His name and title were Lieutenant-Commander Mark Gwynne Merrill, of His Majesty's Destroyer _Blazer_, one of the coolest-headed and yet most judiciously reckless officers in the Service.
There was a light in his wide-set, blue-grey eyes, and a smile on his strong, well-cut lips which were absolutely boyish in their anticipation of sheer delight as she approached; and then, after one glance at her face, his own changed with a suddenness, which, to a disinterested observer, would have been almost comic.
"I'm awfully sorry, Mark," she began, in a tone which literally sent a shiver--a real physical shiver--through him, for he was very, very much in love with her.
"What on earth is the matter, Niti ?" he said, looking at the fair face and downcast eyes which, for the first time since he had asked the eternal question and she had answered it according to his heart's desire, had refused to meet his.
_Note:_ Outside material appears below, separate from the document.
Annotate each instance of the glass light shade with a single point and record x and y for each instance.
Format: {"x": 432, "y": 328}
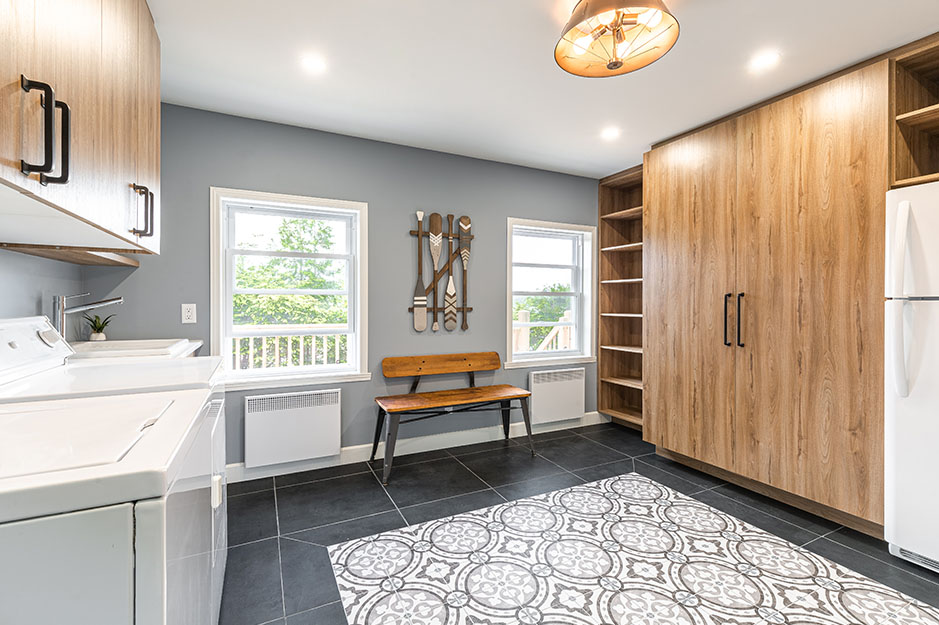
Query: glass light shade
{"x": 614, "y": 37}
"Let's have it out at once.

It's a lot better to be shot through the heart than starved to death, you know.

I suppose it's something pretty bad, or you wouldn't be looking down at the grass like that," he continued.
"Oh, it's--it's--it's a _beastly_ shame, that's what it is, so there!" And as she said this Miss Nitocris Marmion, B.Sc., stamped her foot on the turf and felt inclined to burst out crying, just as a milkmaid might have done.
"Which means," said Mark, pulling himself up, as a man about to face a mortal enemy would do, "that the Professor has said 'No.' In other words, he has decided that his learned and lovely daughter shall not, as I suppose he would put it, mate with an animal of a lower order--a mere fighting-man.